The world of piano has always celebrated its superstar soloists whether veterans of the concert-hall or prize winning students and, with CDs to sell for survival, the promotions industry has never been busier. Sometimes overlooked, the two-piano ensemble deserves as much. David Nettle and Richard Markham have played together for some 25 years and I am really ashamed that I have not listened to a note from them in all that time. These highly virtuosic and musical gentlemen deserve as many honours as any glamorous solo keyboard tigress or tiger.

The initial impression is of a CD of encore pieces but, while most of the pieces last less than four minutes, there is plenty of substance here. At the start of the disc and the longest piece on it, Addinsell’s music for "Dangerous Moonlight" makes an impressive impact in Nettle and Markham’s own version for two pianos. However, while the ever-modest Addinsell’s claim for the Warsaw Concerto as ‘cod-Rachmaninoff’ is accurate, as music it barely holds water away from the silver screen or perhaps the cocktail bar. For me, the highlights of the disc are the excerpts from Façade, again in the performers’ own witty arrangements. All receive deliciously pointed performances; the pianists contrive to recreate the chamber versions with their artfully varied articulation and colourations.

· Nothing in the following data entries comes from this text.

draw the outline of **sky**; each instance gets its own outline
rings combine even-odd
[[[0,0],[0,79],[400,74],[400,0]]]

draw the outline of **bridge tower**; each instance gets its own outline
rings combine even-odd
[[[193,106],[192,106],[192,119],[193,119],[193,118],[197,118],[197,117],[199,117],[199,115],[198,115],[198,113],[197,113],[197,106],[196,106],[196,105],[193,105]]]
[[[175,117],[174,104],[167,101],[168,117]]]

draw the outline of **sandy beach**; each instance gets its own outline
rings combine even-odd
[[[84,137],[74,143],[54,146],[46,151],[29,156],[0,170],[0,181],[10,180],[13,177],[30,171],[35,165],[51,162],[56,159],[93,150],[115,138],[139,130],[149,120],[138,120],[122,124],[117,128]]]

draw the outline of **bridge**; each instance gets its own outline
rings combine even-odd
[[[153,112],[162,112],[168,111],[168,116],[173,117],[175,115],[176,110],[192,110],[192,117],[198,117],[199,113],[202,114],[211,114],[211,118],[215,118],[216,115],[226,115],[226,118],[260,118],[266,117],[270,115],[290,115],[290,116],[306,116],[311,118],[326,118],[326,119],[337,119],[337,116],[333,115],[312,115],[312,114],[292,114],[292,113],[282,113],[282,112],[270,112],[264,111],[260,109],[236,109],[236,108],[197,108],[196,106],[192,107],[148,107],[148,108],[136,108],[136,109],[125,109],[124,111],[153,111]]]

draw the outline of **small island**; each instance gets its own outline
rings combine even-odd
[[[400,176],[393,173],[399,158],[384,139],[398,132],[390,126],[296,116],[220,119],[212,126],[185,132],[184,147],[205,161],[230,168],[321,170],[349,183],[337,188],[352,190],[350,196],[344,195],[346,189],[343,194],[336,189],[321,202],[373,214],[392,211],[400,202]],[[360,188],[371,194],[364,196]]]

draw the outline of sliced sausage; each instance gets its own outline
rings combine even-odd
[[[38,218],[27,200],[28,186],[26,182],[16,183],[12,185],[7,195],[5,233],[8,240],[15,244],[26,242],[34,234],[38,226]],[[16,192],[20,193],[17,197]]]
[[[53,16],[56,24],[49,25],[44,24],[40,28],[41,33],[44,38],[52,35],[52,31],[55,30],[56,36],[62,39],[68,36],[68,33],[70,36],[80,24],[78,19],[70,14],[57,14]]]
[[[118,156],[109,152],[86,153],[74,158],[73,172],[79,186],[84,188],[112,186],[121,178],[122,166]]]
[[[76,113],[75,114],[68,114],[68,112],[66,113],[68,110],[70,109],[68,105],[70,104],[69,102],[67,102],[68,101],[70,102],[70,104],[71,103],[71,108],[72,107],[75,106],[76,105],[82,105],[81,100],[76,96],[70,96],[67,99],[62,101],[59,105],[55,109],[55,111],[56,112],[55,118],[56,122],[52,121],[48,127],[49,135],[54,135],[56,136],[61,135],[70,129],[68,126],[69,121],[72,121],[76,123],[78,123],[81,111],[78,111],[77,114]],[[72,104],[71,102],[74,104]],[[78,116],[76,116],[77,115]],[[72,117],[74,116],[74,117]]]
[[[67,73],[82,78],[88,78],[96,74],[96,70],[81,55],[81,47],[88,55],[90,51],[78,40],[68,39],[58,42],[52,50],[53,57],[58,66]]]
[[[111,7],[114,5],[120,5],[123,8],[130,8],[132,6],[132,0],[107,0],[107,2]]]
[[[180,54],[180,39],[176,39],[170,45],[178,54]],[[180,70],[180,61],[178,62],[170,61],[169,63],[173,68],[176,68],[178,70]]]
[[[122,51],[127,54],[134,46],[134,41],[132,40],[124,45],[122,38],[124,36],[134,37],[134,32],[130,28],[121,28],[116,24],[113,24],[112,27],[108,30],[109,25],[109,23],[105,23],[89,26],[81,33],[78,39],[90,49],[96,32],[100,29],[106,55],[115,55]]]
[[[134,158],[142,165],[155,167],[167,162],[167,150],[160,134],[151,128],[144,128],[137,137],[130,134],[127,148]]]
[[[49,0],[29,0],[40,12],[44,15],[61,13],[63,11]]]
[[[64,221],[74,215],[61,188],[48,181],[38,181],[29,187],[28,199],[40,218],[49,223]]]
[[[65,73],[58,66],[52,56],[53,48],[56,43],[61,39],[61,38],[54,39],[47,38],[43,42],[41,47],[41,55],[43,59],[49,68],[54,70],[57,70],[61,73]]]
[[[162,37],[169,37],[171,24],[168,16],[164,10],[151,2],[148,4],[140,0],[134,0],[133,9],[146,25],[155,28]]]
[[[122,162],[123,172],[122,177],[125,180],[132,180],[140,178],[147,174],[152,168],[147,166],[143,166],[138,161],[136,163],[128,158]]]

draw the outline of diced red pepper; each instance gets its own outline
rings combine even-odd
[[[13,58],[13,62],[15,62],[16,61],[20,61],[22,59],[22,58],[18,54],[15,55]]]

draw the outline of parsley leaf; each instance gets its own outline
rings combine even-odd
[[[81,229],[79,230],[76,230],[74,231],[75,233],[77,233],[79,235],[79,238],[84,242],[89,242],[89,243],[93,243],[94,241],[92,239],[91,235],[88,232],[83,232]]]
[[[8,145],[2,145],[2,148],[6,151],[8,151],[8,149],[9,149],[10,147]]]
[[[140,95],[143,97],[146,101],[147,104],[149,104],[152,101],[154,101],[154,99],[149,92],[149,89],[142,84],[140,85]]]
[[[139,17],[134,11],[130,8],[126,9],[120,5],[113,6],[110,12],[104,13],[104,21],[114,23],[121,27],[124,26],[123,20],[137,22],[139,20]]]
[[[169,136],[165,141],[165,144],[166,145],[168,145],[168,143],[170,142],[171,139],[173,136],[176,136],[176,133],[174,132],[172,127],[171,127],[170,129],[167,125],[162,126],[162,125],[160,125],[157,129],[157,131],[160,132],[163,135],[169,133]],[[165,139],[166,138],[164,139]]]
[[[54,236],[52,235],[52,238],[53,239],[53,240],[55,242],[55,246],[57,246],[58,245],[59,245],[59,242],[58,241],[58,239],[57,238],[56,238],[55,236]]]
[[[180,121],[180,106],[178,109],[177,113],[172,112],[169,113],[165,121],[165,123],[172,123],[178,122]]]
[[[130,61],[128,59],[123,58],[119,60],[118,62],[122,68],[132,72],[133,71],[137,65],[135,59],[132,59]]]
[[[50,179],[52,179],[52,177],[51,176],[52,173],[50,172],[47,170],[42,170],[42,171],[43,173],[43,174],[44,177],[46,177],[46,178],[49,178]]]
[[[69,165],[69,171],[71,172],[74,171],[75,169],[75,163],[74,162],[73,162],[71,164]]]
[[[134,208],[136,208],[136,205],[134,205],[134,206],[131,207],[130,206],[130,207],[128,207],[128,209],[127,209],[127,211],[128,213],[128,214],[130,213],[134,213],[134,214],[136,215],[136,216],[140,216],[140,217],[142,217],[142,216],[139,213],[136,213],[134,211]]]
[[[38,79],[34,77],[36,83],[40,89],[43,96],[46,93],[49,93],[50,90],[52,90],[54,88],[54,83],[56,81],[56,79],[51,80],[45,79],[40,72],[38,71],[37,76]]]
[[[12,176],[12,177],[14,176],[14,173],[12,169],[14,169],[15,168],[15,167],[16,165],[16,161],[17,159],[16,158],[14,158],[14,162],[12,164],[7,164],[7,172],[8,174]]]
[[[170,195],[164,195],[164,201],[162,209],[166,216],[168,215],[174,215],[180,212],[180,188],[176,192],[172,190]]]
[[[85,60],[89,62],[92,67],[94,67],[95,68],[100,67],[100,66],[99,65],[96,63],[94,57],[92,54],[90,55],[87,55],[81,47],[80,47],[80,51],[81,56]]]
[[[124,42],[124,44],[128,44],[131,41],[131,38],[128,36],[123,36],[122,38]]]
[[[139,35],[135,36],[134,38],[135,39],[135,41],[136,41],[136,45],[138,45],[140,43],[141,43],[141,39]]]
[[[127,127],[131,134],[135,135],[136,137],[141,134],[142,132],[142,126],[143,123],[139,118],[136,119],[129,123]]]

The Façade transcriptions are sensibly distributed about the CD, as are the Grainger works. The composer himself ‘dished up’ these versions for two pianos and the results are, if anything, more enjoyable than those for solo piano. The folksy tunes stand up well to the virtuosic treatment and Nettle and Markham provide all the élan and dash you could wish for. In fact, of all the other items on the disc, only Bridge’s ‘Sally In Our Alley’ succumbs to an overdose of grandiosity.

Other highlights include Dring’s Lilliburlero Variations with their piquant Poulenc-esque touches (said to be No.1; I really must look for No.2), a swaggering version of Gay’s ‘The Lambeth Walk’ and Cyril Scott’s ‘Lotus Land’. Though he was described as the English Debussy, Scott’s orientalism feels more like pastiche than the Frenchman’s, which seems better absorbed.

Jeremy Nicholas pops up in all sorts of contexts, notably as a Gramophone reviewer; I return frequently to his deliciously witty lyrics to 'Place Settings' and 'Usherette's Blues' on Sarah Walker and Roger Vignole’s album 'Blah Blah Blah'. He gets a rare instrumental outing here at the sensitive hands of Nettle and Markham. ‘Quiet Piece No.1’ has a gently old-fashioned tango lilt reminiscent of Scott Joplin’s ‘Solace’.

I must admit that I generally hear as much as I want to of Eric Coates’ ‘Sleepy Lagoon’ at the start of Desert Island Discs. Only the beguilingly nostalgic playing of Nettle and Markham kept me attentive through the full five minutes. There will be many listeners, however, who don’t share my view.

The only real downside of the disc is the sometimes clangorous piano sound in the upper register, somewhat wearing in the Warsaw Concerto and at various fortissimi elsewhere. However, the vitality and sensitivity expressed in this collection more than compensate. I will be returning to these performers whenever I need to raise a smile with entertaining pianism.